WHAT MAKES YOU CRY :
Very surprising things make me cry. Injustices make me cry, which is a bit more obvious, but sometimes beauty makes me cry. Sometimes a piece of art or a piece of music or a play that’s so exquisitely crafted that I’m sort of dumbfounded by it. I’ll find myself leaking liberally.
WHAT WAS THE LAST GIFT YOU GAVE SOMEONE :
Well, I have developed a habit of giving fewer material gifts and gifting experiences if you like. So, I gave a machine gun volley of theatre trips to my little nephews. So, we saw There’s a Monster in My Show at the Riverside Studios, not very far from here, Zog and the Flying Doctors at Cadogan Hall, and then I took the older one to see MJ the Musical because he’s dotty about his whole back catalogue. So I think what happens then is that those experiences together become bonding experiences and they are indelibly seared on the mental retina for all concerns.
WHAT WAS THE LAST BOOK YOU READ :
The last book I read was Tallulah Bankhead’s autobiography, which was absolutely brilliant and totally outrageous, considering it was published in 1951.
WHAT WAS THE LAST MOVIE YOU WATCHED :
It was with the nephews.
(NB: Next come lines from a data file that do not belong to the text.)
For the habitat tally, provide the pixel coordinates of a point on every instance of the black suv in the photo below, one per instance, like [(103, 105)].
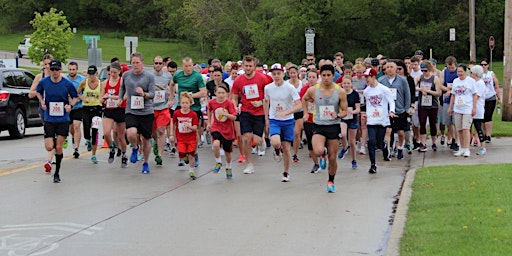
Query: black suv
[(17, 111)]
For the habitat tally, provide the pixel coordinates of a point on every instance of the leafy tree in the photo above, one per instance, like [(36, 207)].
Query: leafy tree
[(52, 35)]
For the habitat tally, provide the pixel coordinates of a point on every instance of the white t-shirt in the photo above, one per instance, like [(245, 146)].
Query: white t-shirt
[(463, 91), (281, 99), (480, 91), (379, 103)]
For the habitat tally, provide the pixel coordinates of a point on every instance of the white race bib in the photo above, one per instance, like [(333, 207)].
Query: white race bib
[(56, 109), (251, 91), (137, 102)]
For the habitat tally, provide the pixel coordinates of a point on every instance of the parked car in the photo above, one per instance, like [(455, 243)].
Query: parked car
[(23, 47), (17, 110)]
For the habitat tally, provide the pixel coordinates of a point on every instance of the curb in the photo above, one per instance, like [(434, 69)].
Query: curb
[(397, 229)]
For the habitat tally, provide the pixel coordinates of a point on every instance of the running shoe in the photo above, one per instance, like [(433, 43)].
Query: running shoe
[(48, 167), (217, 167), (286, 177), (354, 164), (315, 168), (145, 168), (330, 187), (229, 173), (111, 155), (158, 160)]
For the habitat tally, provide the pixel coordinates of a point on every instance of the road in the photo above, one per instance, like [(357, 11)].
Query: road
[(105, 210)]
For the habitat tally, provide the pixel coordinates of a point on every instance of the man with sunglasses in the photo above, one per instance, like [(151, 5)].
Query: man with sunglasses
[(161, 102), (56, 107)]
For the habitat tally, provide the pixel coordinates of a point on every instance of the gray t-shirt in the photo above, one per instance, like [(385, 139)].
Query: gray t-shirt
[(161, 90), (140, 106)]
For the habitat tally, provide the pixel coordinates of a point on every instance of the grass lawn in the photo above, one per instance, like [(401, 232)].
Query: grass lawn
[(460, 210)]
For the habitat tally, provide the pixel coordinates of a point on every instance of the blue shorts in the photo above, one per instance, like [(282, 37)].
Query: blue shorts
[(284, 128)]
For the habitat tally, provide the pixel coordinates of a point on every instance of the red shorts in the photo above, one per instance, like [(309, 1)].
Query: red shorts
[(162, 118), (186, 147)]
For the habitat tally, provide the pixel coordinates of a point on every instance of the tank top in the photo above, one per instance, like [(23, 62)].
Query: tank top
[(93, 96), (434, 101), (324, 105), (113, 90)]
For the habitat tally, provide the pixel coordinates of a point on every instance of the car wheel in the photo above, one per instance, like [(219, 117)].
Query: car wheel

It was Bad Boys
4. COFFEE OR TEA :
Coffee…. Come rain or shine, it’s an iced Americano because I’ve got this curious theory that in the bleak mid-winter, it makes you feel like the coldest sting and therefore makes the air around you feel warmer. I’ve got a little wasp friend. Hello. And in the summer, it calls you. So, it seems to kind of run the gamut.
URBAN OR RURAL :
I have to have both. I suppose, ultimately, I always pick urban areas because I need to be near the theatre.
CATS OR DOGS :
Oh! I sort of am a bit of a rejection junkie so I do like a cat for that. I am an ailurophile. I mean it’s such a curious word because I mean, canophilist, which is the dog version, has a bit of canine in it. The ailurophile has some obscure Greek roots that you wouldn’t recognise.
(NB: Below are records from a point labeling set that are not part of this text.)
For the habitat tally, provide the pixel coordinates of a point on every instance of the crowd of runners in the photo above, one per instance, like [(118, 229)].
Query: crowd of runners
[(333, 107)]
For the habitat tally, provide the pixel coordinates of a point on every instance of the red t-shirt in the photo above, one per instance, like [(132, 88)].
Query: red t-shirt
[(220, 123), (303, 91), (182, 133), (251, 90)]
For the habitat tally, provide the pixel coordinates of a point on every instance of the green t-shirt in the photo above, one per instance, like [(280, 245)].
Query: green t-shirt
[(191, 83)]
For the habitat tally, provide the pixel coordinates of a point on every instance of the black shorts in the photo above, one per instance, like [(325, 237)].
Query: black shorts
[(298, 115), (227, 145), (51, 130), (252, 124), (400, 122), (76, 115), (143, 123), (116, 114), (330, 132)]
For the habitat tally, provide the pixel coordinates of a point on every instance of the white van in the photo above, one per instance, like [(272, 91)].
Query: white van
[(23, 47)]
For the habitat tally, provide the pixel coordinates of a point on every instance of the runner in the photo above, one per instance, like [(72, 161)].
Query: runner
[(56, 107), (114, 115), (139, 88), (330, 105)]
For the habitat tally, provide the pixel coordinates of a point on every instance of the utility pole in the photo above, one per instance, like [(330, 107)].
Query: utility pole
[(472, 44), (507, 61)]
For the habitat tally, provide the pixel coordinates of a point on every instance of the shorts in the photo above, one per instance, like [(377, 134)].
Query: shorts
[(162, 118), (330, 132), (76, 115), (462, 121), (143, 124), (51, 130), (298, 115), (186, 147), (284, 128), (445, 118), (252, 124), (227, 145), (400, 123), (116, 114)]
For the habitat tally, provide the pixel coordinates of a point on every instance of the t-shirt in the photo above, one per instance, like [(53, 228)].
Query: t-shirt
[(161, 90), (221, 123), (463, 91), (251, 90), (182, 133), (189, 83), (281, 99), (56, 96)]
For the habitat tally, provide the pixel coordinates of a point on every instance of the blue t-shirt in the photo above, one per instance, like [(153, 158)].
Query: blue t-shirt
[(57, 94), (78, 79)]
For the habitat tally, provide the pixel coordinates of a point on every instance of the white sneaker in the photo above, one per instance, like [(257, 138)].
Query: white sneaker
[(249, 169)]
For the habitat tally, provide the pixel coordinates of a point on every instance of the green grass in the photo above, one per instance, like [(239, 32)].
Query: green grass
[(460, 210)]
WHAT’S THE CLOSEST YOU HAVE COME TO DEATH :
Oh god, there was one time. My father is an intrepid adventurer and we were at Kimmeridge in Dorset and he went off with my sister over these sort of boulders around the cliff edge and I was trying to follow behind rather gingerly and my grandma who couldn’t have possibly at that stage traversed the boulders stayed behind and I fell between two and got wedged upside down with my legs kicking out. I think I was probably seven and the tide was coming in and it was washing my hair and my dad, my dad was way off and I was – it sounds ridiculous and hokey but it’s absolutely true. I was rescued by a shepherd with a crook. I was fished out and I could see my grandma through a tiny crevice, and she said, “I’m so sorry I can’t get over to you.”
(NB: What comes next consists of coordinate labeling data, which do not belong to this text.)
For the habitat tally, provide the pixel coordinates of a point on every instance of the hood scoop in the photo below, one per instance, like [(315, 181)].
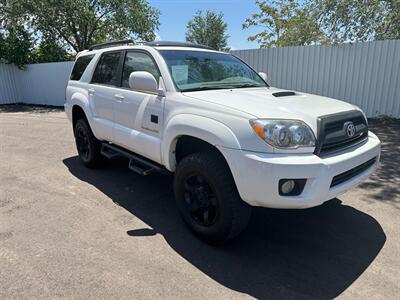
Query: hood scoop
[(284, 94)]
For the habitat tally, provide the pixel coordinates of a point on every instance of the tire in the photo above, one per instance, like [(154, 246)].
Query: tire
[(87, 145), (208, 199)]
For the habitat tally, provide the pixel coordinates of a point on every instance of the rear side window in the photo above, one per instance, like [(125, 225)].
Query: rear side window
[(106, 71), (138, 61), (80, 66)]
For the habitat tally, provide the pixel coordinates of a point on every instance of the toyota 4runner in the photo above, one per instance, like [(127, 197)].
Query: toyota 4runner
[(230, 139)]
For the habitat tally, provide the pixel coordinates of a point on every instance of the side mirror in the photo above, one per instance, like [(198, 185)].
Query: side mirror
[(143, 82), (263, 75)]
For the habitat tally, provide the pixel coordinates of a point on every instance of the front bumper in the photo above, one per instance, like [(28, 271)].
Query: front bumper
[(257, 174)]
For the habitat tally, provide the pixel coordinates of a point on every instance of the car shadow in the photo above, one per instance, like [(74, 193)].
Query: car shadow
[(313, 253)]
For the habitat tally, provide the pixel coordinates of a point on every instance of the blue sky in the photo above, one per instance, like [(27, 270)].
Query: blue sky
[(175, 14)]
IF YOU HAD A BOAT, WHAT WOULD IT BE CALLED :
Well, I’m going to pinch my dad’s boat name because he has a boat called “Footloose”. It was sort of his retirement present and is short for footloose and fancy free because he suddenly was after a life of very hard work, and I think it’s lovely.
YOUR WORDS OF WISDOM :
Well, we touched upon it, but I think that paths, in my industry especially, but in all walks of life, only make sense retrospectively. So, I think therefore the answer in life is to brightly, breezily, dynamically, zestfully approach everything that you’re offered and given because it might not be what you had forecast or what you had chosen, but it will end up defining that path, retrospectively, and you’ll be glad for having had that outlook, I think.